Rabat – Moroccans from all walks of life denounced the “excessive use of force” by the police when dispersing protests organized by teacher trainees on Thursday, in several Moroccan cities.
Most of the comments on social media blamed the Moroccan government, accusing it of “giving the green light to the police to use force” to suppress teacher trainers, who took to the streets to peacefully protest the “unfair” government decrees.
Police used unreasonable force to disperse teachers who organized peaceful sit-ins and marches in several Moroccan cities, holding placards that read “No To The Two Decrees.”
Videos and photos of the victims being beaten by police have been widely shared on social media, with comments denouncing the government’s refusal to open a dialogue with teachers and strive towards finding a solution to their demands.
M’hammed Grine, a Moroccan human rights activist and a member of the political bureau of the Party of Progress and Socialism (PPS), told Morocco World News that the “excessive use of force” by the Moroccan police against teacher trainees, particularly in Inzegane, Agadir, calls into question how respectful “they are of Article 22 of the 2011 constitution.”
Grine, whose party is part of the PJD-led coalition government, said that Article 22 of the Moroccan Constitution states: “The physical or moral integrity of anyone may not be infringed, in whatever circumstance that may be and by any person that may be, public or private.”
Article 22 also stipulates, “No one may inflict on others, under whatever pretext there may be, cruel, inhuman, [or] degrading treatments or infringements of [their] dignity. The practice of torture, under any of its forms and by anyone, is a crime punishable by the law.”
The human rights activist added that violence, whether verbal, physical, or symbolic, is becoming a serious problem spreading rapidly in society.

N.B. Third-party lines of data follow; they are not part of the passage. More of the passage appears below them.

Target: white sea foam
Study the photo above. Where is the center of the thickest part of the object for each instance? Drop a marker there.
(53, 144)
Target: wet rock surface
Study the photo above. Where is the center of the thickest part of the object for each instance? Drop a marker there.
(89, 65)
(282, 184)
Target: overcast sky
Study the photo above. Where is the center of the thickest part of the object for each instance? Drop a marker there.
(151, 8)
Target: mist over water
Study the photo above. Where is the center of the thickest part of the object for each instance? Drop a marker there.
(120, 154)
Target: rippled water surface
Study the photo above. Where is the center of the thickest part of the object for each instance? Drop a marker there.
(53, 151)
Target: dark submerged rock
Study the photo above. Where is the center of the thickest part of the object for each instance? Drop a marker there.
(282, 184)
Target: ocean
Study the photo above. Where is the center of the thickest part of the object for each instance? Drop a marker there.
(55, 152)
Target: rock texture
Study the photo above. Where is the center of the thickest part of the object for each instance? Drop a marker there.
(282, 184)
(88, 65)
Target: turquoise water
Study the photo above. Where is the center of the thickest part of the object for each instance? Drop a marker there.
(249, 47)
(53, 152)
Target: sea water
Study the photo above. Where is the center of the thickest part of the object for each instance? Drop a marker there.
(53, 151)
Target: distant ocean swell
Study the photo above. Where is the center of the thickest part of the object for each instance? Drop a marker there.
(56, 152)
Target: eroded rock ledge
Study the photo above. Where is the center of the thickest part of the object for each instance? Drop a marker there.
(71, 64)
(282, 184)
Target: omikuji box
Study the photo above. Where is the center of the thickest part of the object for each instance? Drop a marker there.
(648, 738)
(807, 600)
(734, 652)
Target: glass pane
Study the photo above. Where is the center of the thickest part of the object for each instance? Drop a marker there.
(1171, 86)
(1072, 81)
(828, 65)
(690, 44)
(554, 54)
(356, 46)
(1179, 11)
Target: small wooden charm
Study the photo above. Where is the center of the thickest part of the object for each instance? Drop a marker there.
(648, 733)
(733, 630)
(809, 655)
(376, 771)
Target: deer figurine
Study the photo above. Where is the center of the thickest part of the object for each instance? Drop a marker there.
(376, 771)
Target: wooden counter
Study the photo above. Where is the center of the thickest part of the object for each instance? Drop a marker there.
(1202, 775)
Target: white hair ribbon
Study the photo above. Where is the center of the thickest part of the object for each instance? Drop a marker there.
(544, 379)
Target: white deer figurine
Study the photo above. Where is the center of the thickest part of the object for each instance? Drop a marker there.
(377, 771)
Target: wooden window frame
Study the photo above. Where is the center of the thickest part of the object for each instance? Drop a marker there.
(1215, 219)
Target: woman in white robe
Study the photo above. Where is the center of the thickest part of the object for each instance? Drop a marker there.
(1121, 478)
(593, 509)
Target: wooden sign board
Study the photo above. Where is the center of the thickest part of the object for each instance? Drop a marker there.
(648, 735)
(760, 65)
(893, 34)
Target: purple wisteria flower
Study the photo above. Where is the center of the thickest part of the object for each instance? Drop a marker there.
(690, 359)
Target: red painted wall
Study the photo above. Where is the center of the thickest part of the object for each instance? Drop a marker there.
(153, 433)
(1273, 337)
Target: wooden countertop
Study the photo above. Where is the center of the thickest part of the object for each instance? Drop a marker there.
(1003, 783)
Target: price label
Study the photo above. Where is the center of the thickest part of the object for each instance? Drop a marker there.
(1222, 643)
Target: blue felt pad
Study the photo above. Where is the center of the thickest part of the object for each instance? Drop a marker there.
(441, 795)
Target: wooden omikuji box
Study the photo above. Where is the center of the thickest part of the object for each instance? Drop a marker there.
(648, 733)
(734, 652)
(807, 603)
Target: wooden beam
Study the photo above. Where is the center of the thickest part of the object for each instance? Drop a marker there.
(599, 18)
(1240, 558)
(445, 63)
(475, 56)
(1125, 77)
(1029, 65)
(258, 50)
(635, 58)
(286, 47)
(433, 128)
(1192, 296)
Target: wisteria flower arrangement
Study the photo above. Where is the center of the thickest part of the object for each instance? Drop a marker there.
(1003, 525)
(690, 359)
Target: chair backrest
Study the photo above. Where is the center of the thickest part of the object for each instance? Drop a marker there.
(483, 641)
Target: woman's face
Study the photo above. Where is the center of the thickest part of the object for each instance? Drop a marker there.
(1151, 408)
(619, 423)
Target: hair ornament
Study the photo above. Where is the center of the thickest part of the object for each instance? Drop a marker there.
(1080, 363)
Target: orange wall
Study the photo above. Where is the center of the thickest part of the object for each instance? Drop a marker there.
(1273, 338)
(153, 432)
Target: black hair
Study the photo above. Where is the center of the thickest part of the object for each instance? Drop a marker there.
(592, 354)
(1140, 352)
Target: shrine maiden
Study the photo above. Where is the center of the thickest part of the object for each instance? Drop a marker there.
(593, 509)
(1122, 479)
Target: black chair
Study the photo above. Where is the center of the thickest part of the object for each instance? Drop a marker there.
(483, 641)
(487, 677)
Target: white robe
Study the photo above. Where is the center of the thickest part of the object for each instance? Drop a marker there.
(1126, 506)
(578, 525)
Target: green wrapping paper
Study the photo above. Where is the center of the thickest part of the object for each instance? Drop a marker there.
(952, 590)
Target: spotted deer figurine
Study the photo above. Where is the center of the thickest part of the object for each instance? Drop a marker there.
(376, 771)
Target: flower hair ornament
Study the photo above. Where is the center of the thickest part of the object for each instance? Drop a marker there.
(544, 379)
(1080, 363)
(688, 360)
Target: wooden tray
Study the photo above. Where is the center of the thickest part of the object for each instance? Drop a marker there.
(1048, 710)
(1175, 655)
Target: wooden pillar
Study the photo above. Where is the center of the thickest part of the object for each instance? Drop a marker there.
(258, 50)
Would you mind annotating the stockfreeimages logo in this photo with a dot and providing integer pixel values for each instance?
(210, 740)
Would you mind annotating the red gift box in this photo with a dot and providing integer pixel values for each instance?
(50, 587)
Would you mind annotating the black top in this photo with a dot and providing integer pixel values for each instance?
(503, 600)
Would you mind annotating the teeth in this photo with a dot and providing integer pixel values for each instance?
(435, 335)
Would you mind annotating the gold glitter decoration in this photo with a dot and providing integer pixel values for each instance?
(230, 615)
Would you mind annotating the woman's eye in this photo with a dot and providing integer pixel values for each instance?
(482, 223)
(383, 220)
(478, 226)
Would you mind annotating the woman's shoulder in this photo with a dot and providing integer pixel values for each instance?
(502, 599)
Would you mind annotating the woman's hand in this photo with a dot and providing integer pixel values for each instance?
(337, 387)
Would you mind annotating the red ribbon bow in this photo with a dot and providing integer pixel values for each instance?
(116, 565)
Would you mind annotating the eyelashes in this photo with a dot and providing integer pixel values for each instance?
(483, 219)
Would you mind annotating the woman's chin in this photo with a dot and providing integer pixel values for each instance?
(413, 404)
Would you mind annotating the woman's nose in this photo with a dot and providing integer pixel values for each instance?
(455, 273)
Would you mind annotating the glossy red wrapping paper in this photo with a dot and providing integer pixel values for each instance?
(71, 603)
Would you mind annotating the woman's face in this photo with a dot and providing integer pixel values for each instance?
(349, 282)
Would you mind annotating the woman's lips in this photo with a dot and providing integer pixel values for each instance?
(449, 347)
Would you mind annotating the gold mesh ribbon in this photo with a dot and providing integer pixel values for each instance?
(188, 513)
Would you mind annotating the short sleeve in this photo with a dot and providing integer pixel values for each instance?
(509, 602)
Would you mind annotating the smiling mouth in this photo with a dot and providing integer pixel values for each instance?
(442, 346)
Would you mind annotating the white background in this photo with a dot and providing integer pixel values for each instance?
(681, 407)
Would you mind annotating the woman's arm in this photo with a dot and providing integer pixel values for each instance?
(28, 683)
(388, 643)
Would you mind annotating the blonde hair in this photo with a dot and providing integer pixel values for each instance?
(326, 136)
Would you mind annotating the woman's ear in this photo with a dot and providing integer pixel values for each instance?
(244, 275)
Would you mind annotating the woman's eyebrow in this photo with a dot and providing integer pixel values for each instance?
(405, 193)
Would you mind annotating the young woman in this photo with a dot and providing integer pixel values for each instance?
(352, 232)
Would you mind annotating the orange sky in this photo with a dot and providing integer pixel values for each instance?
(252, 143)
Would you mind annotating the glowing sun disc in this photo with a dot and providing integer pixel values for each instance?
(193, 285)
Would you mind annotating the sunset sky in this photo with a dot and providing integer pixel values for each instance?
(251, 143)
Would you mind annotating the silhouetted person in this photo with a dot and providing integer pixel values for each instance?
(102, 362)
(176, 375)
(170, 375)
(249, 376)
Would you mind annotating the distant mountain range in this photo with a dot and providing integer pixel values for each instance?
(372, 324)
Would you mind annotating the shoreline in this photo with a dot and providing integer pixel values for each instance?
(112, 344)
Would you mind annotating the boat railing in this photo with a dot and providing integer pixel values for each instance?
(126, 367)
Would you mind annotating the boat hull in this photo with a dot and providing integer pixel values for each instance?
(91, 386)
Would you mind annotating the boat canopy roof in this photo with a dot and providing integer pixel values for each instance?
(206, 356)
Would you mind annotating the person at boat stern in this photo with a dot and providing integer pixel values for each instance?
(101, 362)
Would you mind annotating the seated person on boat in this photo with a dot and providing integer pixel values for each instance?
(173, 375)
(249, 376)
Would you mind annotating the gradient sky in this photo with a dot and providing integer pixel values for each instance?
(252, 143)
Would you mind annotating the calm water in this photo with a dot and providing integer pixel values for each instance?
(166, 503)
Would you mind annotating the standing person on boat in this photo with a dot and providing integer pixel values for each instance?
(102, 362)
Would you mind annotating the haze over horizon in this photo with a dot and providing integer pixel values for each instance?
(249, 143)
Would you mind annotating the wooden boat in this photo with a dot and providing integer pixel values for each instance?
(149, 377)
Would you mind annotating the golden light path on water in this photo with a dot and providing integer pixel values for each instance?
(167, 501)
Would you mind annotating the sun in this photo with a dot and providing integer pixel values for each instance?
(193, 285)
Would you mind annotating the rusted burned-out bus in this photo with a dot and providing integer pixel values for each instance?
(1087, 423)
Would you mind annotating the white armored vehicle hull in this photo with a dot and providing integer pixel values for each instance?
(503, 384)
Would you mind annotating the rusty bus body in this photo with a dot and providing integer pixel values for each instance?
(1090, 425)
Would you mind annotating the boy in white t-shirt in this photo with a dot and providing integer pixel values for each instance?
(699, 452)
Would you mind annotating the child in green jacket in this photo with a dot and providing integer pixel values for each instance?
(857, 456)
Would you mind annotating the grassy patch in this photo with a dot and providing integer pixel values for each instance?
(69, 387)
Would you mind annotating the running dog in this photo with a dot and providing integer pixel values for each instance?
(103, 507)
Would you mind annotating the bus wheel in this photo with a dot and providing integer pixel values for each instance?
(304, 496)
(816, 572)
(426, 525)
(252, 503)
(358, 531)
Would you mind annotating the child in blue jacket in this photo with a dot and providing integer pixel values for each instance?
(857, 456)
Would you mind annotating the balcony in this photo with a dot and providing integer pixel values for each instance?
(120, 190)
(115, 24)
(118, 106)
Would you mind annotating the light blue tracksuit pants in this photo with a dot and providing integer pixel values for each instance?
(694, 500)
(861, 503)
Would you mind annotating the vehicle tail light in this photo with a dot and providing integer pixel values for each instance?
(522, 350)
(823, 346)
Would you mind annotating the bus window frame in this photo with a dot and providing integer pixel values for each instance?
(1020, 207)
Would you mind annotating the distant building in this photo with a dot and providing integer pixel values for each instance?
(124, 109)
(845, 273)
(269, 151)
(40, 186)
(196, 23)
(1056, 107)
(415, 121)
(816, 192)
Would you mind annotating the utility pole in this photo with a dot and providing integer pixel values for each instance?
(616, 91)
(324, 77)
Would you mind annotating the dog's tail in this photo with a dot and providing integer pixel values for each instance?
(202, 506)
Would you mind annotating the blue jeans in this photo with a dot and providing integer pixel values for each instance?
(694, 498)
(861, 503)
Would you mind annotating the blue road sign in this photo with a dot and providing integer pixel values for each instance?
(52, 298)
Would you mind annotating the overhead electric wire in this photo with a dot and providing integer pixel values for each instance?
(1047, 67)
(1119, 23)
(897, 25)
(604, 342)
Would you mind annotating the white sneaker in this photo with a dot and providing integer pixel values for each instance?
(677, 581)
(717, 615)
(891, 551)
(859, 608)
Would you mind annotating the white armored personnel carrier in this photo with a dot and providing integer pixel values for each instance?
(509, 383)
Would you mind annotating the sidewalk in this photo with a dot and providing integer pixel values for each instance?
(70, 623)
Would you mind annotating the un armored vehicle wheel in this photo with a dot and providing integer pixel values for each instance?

“We are all required to raise our voices high against violence,” The Moroccan politician said.
“We need to launch a broad societal movement to confront all forms of violence and manifestations of hatred,” he said, calling on the Moroccan people, including the country’s intellectuals, professors, scientists, media and other stakeholders to stand against violence.
Grine believes that it is time that the Moroccan government started a “serious and responsible dialogue with teachers in order to find solutions that meet their expectations.”